README

Robert Kubinec and Michal Ovádek 2024-11-22

Introduction to R Package Idealstan

Note: This is a beta release of idealstan v1.0. While most features have been implemented and are stable, there may be bugs that have not been sorted out. To report bugs with the package, please file an issue on the Github page.

At present, idealstan is only available on Github as one of its main dependencies, cmdstanr is also not on CRAN. To use the package, cmdstanr must be first be set up with a local installation of cmdstan, which is used for estimation. To see how to install cmdstanr, see this guide. Note that the cmdstanr default installation location should be used when installing cmdstan.

To install this package, type the command remotes::install_github('saudiwin/idealstan') at the R console prompt (you first must have the remotes package installed from CRAN for this to work). The best way to learn how the package works is to look at the package vignettes, which can be accessed from the package website, especially Introduction to Idealstan.

If you use this package, please cite the following:

Kubinec, Robert. “Generalized Ideal Point Models for Robust Measurement with Dirty Data in the Social Sciences”. SocArchiv (2024). doi:10.31219/osf.io/8j2bt.

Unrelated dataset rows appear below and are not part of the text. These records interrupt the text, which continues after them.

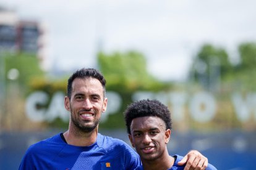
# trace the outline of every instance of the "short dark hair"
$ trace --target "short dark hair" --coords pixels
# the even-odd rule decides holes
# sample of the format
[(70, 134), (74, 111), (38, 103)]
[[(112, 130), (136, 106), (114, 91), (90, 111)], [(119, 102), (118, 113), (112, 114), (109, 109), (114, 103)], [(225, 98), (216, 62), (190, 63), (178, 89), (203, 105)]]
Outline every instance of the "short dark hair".
[(165, 123), (166, 130), (171, 129), (171, 113), (168, 108), (157, 100), (144, 99), (129, 105), (124, 112), (128, 134), (134, 119), (144, 116), (156, 116)]
[(101, 83), (103, 87), (103, 96), (106, 96), (106, 79), (103, 75), (97, 70), (94, 68), (82, 68), (74, 72), (67, 81), (67, 95), (71, 99), (72, 84), (75, 78), (96, 78)]

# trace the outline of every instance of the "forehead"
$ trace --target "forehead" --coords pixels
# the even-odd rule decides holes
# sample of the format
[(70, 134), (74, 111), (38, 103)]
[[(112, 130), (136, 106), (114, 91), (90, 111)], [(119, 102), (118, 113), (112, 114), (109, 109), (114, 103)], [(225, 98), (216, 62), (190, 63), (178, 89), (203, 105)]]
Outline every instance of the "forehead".
[(93, 78), (75, 78), (72, 84), (72, 92), (80, 91), (103, 92), (100, 81)]
[(130, 124), (132, 131), (152, 128), (165, 130), (165, 123), (163, 120), (156, 116), (143, 116), (133, 119)]

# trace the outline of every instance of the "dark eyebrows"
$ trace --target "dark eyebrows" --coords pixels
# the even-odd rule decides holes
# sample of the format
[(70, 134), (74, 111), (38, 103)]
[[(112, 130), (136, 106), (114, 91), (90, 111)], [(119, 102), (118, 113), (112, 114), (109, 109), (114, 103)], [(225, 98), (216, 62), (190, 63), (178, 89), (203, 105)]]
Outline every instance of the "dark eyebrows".
[(76, 97), (76, 96), (79, 96), (79, 95), (85, 95), (83, 94), (82, 94), (82, 93), (77, 93), (77, 94), (75, 94), (74, 96), (74, 97)]
[(157, 127), (152, 127), (150, 129), (150, 131), (155, 131), (155, 130), (159, 130)]
[[(150, 131), (158, 131), (159, 129), (157, 128), (157, 127), (151, 127), (151, 128), (150, 128), (149, 130)], [(142, 131), (140, 131), (140, 130), (134, 130), (134, 131), (132, 131), (132, 132), (134, 132), (134, 133), (140, 133), (140, 132), (142, 132)]]

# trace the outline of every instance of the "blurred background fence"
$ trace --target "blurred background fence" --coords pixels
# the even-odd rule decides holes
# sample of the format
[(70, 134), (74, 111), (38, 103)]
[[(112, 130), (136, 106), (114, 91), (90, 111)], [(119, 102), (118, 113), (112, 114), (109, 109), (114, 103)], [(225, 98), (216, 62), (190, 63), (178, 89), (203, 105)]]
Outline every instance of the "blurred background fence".
[[(231, 9), (226, 2), (203, 2), (211, 7), (205, 6), (210, 13), (199, 1), (191, 9), (188, 1), (140, 2), (139, 8), (132, 1), (114, 6), (112, 1), (77, 2), (58, 15), (54, 10), (58, 2), (47, 6), (40, 1), (0, 1), (0, 169), (17, 169), (30, 145), (67, 129), (69, 113), (63, 105), (67, 80), (82, 67), (98, 69), (107, 81), (108, 105), (101, 133), (130, 144), (122, 111), (133, 101), (156, 99), (171, 112), (170, 153), (184, 155), (196, 149), (218, 169), (254, 169), (254, 2), (227, 1), (234, 5)], [(234, 18), (236, 7), (243, 15)], [(95, 15), (88, 17), (85, 9)], [(131, 9), (136, 15), (130, 16)], [(211, 15), (216, 9), (223, 15)], [(193, 10), (199, 12), (193, 15)], [(124, 15), (116, 18), (121, 11)], [(186, 33), (182, 25), (191, 29)]]

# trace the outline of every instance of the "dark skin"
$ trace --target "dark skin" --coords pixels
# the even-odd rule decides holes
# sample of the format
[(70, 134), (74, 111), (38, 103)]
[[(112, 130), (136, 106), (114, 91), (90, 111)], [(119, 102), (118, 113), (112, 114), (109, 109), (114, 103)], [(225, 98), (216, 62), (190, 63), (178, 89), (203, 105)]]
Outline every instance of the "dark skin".
[[(162, 119), (155, 116), (137, 118), (132, 120), (130, 130), (130, 141), (140, 155), (144, 169), (168, 169), (173, 166), (174, 159), (169, 156), (166, 146), (171, 131), (166, 130)], [(197, 151), (190, 152), (178, 164), (188, 160), (184, 169), (205, 169), (207, 158)]]

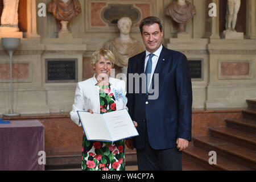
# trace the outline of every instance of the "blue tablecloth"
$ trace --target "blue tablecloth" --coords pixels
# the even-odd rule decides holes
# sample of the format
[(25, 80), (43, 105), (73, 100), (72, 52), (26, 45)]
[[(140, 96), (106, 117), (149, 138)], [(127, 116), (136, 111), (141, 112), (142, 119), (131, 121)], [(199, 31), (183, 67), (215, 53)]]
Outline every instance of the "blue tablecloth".
[(38, 162), (44, 151), (44, 126), (38, 120), (0, 125), (0, 171), (44, 170)]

The paper is available from this link.

About the Package

This package implements IRT (item response theory) ideal point models, which are models designed for situations in which actors make strategic choices that correlate with a unidimensional scale, such as the left-right axis in American politics. Compared to traditional IRT, ideal point models use a similar parameterization (the 2-Pl variant) but without the strong assumption that all items load in the same direction (i.e., higher ability). For more information, I refer you to my paper about IRT and ideal point models, documenting many of the features in the package.

The goal of idealstan is to offer both standard IRT/ideal point models and additional models for missing data, time-varying ideal points and diverse responses, such as binary, ordinal, count, continuous and positive-continuous outcomes. In addition, idealstan uses the Stan estimation engine to offer full Bayesian inference (with some options for approximate inference) for all models so that every model is estimated with uncertainty. Models can also have mixed outcomes, such as discrete and continuous responses.

The approach to handling missing data in this package is to model directly strategic censoring in observations. While this kind of missing data pattern can be found in many situations in which data is not missing at random, this particular version was developed to account for legislatures in which legislators (persons) are strategically absent for votes on bills (items). This approach to missing data can be usefully applied to many contexts in which a missing outcome is a function of the person’s ideal point (i.e., people will tend to be present in the data when the item is far away or very close to their ideal point).

The package also includes ordinal ideal point models to handle situations in which a ranked outcome is polarizing, such as a legislator who can vote yes, no or to abstain. Because idealstan uses Bayesian inference, it can model any kind of ordinal data even if there aren’t an even distribution of ordinal categories for each item.

The package also has extensive plotting functions via ggplot2 for model parameters, particularly the legislator (person) ideal points (ability parameters).